Mean increases in CD4 cell counts were 213 cells/mm3 for cobicistat patients and 219 cells/mm3 for ritonavir patients at 48 weeks (p=0.67). Virologic failure rates were low in both arms – 6 percent for patients receiving cobicistat and 4 percent for those receiving ritonavir. Drug resistance was also low – two patients developed an NRTI resistance mutation in the cobicistat arm, and none in the ritonavir arm.
Incidence of laboratory abnormalities (Grade 3-4) was similar in both arms of the study. Laboratory abnormalities (Grade 3-4) occurring in at least one percent of patients in either treatment arm included hyperbilirubinemia, creatine kinase, hematuria, ALT, AST, amylase, glycosuria, hyperglycemia, GGT and neutropenia. Only hyperbilirubinemia (65 percent in the cobicistat arm vs. 57 percent in the ritonavir arm, p=0.023) and creatine kinase (6 percent in both arms) occurred in more than 5 percent of patients in either arm.
The most common adverse events occurring in greater than or equal to 10 percent of patients in either treatment arm included jaundice (21 percent in the cobicistat arm vs. 16 percent in the ritonavir arm), ocular icterus (18 percent in both arms), nausea (18 percent vs. 16 percent), diarrhea (15 percent vs. 20 percent), headache (11 percent vs. 16 percent), nasopharyngitis (11 percent vs. 15 percent), hyperbilirubinemia (11 percent vs. 10 percent) and upper respiratory infection (10 percent vs. 8 percent).
The median increases in serum creatinine were 0.13 mg/dL for the cobicistat arm and 0.09 mg/dL for the ritonavir arm at 48 weeks (p<0.001). Discontinuation rates due to renal adverse events were low and comparable in both arms (1.7 percent in the cobicistat arm vs. 1.4 percent in the ritonavir arm).
Median changes from baseline to Week 48 in total cholesterol were +4 mg/dL and +10 mg/dL (p=0.081); median changes in low-density lipoprotein (LDL or “bad” cholesterol) were +5 mg/dL and +8 mg/dL (p=0.32); and median changes in triglycerides were +16 mg/dL and +24 mg/dL (p=0.63) for patients in the cobicistat and ritonavir arms, respectively. Median increases in high-density lipoprotein (HDL or “good” cholesterol) were similar in the cobicistat and ritonavir arms (+4 mg/dL vs. +3 mg/dL, p=0.69).
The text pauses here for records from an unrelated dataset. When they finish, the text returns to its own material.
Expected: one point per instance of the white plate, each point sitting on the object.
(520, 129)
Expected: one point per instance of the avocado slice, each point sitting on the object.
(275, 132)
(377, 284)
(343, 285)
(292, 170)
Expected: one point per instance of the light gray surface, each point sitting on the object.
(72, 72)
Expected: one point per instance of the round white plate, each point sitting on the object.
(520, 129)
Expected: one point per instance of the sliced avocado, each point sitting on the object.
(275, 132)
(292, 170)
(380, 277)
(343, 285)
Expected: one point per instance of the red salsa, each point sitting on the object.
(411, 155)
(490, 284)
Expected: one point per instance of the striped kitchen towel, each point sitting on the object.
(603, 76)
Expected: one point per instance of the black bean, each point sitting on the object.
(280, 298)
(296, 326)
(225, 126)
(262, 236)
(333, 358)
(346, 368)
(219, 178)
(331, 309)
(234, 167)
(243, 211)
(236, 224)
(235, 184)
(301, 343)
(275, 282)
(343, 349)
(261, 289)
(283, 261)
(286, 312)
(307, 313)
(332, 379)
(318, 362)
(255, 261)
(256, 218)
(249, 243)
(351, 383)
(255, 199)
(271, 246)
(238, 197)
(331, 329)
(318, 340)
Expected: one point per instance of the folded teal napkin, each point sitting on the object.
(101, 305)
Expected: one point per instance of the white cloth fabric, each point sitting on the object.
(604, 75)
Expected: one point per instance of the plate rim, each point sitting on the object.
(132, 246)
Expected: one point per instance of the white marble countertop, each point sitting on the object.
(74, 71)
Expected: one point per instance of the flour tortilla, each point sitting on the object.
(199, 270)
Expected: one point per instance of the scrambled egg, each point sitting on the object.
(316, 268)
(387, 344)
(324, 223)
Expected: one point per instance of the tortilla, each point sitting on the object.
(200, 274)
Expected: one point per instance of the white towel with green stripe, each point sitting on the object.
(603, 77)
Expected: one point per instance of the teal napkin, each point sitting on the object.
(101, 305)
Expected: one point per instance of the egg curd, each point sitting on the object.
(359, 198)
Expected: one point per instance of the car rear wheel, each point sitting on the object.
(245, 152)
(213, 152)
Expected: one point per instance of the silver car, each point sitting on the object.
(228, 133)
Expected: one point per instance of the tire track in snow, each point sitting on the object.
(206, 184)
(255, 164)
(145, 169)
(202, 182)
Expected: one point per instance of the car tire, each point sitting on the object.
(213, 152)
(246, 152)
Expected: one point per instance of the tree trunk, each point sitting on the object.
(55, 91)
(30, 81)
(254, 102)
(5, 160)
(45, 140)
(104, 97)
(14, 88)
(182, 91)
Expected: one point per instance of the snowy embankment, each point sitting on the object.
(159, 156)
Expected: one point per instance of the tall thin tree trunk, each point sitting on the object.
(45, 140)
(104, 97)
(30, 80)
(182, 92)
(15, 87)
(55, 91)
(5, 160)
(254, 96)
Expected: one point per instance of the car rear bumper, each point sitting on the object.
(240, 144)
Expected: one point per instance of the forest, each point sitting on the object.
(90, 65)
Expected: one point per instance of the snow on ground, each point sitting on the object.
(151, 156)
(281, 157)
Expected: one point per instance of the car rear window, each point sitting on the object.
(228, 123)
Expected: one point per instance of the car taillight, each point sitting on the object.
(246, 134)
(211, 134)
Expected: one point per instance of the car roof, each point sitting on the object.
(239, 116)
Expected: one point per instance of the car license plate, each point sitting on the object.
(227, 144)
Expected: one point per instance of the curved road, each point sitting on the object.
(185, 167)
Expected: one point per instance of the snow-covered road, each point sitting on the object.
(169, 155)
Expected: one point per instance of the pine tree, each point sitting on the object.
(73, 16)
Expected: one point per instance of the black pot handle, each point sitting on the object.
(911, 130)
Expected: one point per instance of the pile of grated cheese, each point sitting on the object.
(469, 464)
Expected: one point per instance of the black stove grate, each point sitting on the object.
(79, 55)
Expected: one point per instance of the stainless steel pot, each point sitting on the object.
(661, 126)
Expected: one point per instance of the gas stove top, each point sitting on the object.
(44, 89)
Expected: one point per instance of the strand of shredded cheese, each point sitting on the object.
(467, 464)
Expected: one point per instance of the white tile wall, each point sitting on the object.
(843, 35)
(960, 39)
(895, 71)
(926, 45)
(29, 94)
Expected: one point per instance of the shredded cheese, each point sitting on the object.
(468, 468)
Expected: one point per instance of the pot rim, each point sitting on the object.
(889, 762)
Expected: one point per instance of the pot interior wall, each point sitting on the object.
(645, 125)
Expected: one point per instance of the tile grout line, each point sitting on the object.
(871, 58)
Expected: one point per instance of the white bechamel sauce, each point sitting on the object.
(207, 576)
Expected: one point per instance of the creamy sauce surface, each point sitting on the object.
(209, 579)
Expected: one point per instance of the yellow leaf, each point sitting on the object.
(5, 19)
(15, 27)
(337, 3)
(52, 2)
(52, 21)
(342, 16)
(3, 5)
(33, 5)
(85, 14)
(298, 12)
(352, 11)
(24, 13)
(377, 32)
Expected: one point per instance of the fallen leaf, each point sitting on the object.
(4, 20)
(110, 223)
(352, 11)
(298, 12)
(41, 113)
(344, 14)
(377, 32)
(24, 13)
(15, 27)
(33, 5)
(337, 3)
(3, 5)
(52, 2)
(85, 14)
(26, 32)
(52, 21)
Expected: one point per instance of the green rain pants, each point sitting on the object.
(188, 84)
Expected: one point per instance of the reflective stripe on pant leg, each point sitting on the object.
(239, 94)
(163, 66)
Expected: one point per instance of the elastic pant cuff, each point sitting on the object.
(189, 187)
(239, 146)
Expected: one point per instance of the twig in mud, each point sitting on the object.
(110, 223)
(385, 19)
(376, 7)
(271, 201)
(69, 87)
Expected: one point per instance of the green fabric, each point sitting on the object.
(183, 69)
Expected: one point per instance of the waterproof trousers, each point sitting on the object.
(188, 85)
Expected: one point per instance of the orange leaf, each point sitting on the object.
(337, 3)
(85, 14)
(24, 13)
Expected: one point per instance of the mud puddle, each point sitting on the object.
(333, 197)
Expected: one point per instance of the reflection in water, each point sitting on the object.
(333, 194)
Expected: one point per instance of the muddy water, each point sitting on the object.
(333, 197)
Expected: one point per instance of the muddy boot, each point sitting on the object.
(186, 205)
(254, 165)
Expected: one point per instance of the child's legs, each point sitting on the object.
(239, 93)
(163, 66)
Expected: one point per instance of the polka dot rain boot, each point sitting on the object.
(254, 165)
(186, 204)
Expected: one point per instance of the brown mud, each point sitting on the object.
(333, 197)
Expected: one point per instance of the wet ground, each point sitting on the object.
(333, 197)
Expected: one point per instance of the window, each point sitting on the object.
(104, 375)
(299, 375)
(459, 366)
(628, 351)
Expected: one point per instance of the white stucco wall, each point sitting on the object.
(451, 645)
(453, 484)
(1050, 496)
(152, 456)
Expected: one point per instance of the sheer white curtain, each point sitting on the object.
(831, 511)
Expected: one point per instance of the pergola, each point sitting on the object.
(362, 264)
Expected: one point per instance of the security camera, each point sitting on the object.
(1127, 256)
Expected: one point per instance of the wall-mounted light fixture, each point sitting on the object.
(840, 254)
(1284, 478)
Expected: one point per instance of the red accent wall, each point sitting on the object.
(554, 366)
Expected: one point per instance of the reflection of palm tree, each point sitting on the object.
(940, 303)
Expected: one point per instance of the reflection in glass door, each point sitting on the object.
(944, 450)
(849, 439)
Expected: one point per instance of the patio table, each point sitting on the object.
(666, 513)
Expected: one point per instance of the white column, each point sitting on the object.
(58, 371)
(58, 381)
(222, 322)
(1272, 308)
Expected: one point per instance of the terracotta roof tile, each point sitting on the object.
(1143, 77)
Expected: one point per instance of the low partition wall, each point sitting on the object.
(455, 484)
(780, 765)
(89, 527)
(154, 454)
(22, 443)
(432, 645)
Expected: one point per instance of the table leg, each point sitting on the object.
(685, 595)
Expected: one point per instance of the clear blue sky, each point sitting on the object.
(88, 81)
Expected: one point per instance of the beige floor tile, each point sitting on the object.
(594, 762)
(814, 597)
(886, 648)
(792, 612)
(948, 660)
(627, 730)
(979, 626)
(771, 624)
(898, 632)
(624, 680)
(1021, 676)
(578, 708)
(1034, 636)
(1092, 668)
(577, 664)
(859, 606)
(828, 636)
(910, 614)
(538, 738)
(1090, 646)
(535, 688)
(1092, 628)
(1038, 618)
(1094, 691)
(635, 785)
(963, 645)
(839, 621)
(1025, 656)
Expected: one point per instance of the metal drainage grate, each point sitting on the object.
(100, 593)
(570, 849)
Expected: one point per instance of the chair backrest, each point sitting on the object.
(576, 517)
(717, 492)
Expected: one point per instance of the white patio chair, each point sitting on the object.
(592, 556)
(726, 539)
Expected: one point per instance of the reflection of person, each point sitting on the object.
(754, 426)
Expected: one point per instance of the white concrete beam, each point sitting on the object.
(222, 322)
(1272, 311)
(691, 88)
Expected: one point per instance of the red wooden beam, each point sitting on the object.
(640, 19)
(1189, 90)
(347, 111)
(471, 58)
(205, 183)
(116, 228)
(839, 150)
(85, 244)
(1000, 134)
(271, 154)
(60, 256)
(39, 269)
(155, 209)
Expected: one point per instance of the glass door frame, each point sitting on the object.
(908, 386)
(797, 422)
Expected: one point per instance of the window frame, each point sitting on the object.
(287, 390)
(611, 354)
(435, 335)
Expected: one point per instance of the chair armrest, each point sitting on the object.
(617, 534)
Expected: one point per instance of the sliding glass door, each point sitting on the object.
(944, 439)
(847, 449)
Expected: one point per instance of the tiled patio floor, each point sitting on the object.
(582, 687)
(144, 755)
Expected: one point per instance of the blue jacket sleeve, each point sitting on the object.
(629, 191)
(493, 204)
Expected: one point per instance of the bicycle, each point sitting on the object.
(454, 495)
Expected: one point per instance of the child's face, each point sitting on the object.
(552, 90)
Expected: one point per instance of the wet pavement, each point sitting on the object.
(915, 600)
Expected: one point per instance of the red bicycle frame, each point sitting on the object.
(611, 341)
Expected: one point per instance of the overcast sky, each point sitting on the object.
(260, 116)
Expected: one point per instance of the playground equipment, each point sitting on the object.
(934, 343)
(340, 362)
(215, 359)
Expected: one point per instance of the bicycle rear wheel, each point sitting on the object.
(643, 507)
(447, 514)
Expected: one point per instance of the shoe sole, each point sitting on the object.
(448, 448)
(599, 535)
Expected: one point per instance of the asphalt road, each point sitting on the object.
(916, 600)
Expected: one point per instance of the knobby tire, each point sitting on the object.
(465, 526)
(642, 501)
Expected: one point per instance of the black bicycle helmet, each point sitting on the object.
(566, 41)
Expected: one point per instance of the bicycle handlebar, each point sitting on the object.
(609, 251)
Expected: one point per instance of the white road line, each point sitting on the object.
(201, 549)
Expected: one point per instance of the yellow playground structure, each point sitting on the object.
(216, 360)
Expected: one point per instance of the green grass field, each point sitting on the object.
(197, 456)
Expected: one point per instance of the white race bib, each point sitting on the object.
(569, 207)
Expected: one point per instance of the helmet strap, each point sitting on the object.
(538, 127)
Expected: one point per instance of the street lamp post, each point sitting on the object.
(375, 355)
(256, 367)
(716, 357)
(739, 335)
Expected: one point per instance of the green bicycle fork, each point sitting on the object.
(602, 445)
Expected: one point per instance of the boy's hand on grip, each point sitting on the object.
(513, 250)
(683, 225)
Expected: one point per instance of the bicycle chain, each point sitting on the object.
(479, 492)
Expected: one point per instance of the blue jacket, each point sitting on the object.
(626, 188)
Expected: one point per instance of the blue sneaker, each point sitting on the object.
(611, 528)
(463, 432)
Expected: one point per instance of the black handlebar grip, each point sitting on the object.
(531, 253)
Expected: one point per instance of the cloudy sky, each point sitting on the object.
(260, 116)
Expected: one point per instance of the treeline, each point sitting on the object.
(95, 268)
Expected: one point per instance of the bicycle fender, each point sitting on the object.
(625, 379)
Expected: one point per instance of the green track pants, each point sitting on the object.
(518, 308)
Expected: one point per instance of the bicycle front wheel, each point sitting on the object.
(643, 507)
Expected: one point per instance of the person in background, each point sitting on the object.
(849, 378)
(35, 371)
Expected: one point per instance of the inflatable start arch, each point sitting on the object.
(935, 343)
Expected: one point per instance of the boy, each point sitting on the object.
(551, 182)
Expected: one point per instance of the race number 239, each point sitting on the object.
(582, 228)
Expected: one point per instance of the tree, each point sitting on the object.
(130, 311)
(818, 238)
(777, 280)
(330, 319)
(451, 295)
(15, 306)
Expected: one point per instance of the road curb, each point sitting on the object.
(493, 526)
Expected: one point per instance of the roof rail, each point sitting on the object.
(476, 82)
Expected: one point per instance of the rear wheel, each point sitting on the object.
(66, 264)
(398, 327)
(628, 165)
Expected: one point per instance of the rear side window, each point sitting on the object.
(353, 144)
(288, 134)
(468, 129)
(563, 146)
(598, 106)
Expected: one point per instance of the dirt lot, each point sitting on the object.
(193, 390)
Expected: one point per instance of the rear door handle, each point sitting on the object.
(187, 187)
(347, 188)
Study 114 is ongoing in a blinded fashion. Additional information about the study can be found at www.clinicaltrials.gov.
About Cobicistat
Cobicistat is Gilead’s proprietary potent mechanism-based inhibitor of cytochrome P450 3A (CYP3A), an enzyme that metabolizes drugs in the body. Unlike ritonavir, cobicistat acts only as a pharmacoenhancer and has no antiviral activity. Pharmacokinetic studies have demonstrated that cobicistat boosts the widely prescribed protease inhibitors atazanavir and darunavir.
About Quad
The Quad contains elvitegravir, cobicistat (a pharmacoenhancing or “boosting” agent that enables once-daily dosing of elvitegravir), and Truvada (emtricitabine and tenofovir disoproxil fumarate). In October 2011, Gilead submitted a New Drug Application to FDA for the Quad for the treatment of HIV. FDA has set a target action date for the Quad under the Prescription Drug User Fee Act (PDUFA) of August 27, 2012.
Cobicistat, elvitegravir and the Quad are investigational products and their safety and efficacy have not yet been established.